そして(3)では、実行した SQL の結果を取得します。その際には(2)で取得した id キー値を指定して GET https://(hostname)/dbapi/v4/sql_jobs/(id) を実行して、その結果が先程のブラウザ画面のようなフォーマットで取得されていたのでした:
            :
            :
        if( body0 && body0.id ){
          console.log( { body0 } );
          var option1 = {
            url: 'https://' + settings.hostname + '/dbapi/v4/sql_jobs/' + body0.id,
            headers: { 'content-type': 'application/json', 'Authorization': 'Bearer ' + access_token, 'x-deployment-id': settings.deployment_id },
            method: 'GET'
          };
          request( option1, async function( err1, res1, body1 ){
            if( err1 ){
              console.log( { err1 } );
              res.status( 400 );
              res.write( JSON.stringify( { error: err1 }, null, 2 ) );
              res.end();
            }else{
              //. body1 は string
              body1 = JSON.parse( body1 );
              console.log( { body1 } );
              res.write( JSON.stringify( body1, null, 2 ) );
              res.end();
            }
          });
        }else{
          res.status( 400 );
          res.write( JSON.stringify( { error: body0 }, null, 2 ) );
          res.end();
        }
      }
    });
  }else{
    res.status( 400 );
    res.write( JSON.stringify( { error: 'no access_token' }, null, 2 ) );
    res.end();
  }
});


NoSQL とは違って、トランザクションを含む(時間のかかる)処理を実行する可能性もあるため、その間で処理をブロックしないようにこのような仕様で API が用意されているのだと思います。上の例では SQL の実行と結果の取得を続けて行って実行結果を返していますが、(途中に取得できる id をいったんクライアントに返すことで)これら2つの処理を別の REST API で分けて実行させることも可能になります。シングルスレッドの Node.js での実装を考慮すると、こちらのほうがより正しいといえるかもしれません。


【良い点・悪い点】
なんといっても「ラズベリーパイなどの、Db2 クライアントライブラリが提供されていないシステムから Db2 サーバーに接続してクエリーを実行できる」ようになったことが大きな改善点であると感じました。また時間のかかる処理を実行する際にも、まとめて実行して、その間の他のリクエストをブロックすることなく、後から結果を確認できるようになっている点もクラウド時代らしいといえます。

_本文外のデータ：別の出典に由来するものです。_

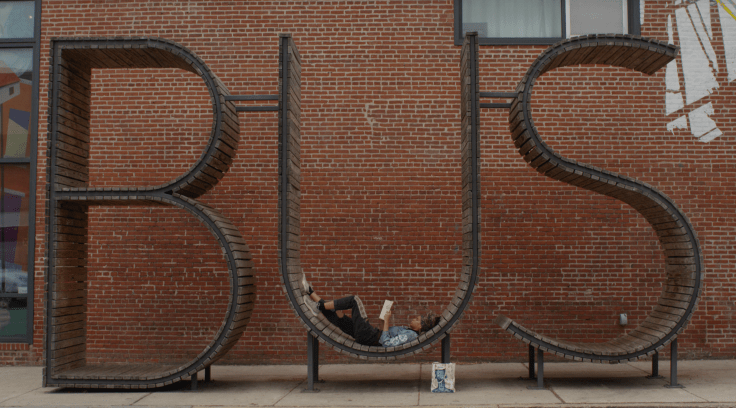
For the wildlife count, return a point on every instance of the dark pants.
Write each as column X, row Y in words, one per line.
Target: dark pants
column 343, row 323
column 363, row 332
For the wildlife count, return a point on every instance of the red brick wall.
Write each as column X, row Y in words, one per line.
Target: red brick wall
column 381, row 182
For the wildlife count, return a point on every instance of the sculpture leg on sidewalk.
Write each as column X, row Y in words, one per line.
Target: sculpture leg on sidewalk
column 540, row 371
column 655, row 367
column 446, row 350
column 673, row 366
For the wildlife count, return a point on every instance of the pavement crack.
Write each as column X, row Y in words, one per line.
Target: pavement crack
column 289, row 393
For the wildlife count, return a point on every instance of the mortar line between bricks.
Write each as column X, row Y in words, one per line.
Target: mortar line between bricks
column 419, row 385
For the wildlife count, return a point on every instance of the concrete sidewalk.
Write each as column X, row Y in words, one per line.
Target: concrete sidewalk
column 709, row 383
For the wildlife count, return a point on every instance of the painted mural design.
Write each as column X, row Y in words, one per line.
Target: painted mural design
column 686, row 98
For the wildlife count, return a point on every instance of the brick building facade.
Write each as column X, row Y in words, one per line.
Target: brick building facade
column 381, row 179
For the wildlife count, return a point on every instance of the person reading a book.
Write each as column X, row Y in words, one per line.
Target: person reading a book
column 358, row 326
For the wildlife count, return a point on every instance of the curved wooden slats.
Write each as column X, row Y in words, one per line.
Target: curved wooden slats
column 683, row 258
column 70, row 196
column 289, row 207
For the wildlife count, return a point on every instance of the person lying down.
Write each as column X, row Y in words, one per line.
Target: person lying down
column 358, row 327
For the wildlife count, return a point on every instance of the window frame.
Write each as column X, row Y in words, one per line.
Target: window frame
column 632, row 18
column 33, row 43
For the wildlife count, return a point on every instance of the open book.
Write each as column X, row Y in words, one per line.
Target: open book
column 386, row 307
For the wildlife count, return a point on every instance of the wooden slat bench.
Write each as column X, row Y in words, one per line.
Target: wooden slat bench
column 70, row 197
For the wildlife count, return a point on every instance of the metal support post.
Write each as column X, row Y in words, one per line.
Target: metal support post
column 655, row 367
column 540, row 371
column 673, row 366
column 531, row 363
column 312, row 363
column 446, row 349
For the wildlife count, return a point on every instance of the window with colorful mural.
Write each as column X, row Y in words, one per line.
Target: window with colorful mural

唯一残念な点は「プレースホルダー型の SQL に未対応」な点です。SQL を比較的安全に実行する上でよく使われるプレースホルダー型の SQL("SELECT * from xxxxx where id = ?" で、パラメーターの id を分けて送って実行する SQL)には現時点ではこの REST API では未対応のようで、現時点では開発者が気をつけて実装するか、(クライアントライブラリが提供されているシステムから)従来の専用ライブラリを使って実行する必要がありそうでした。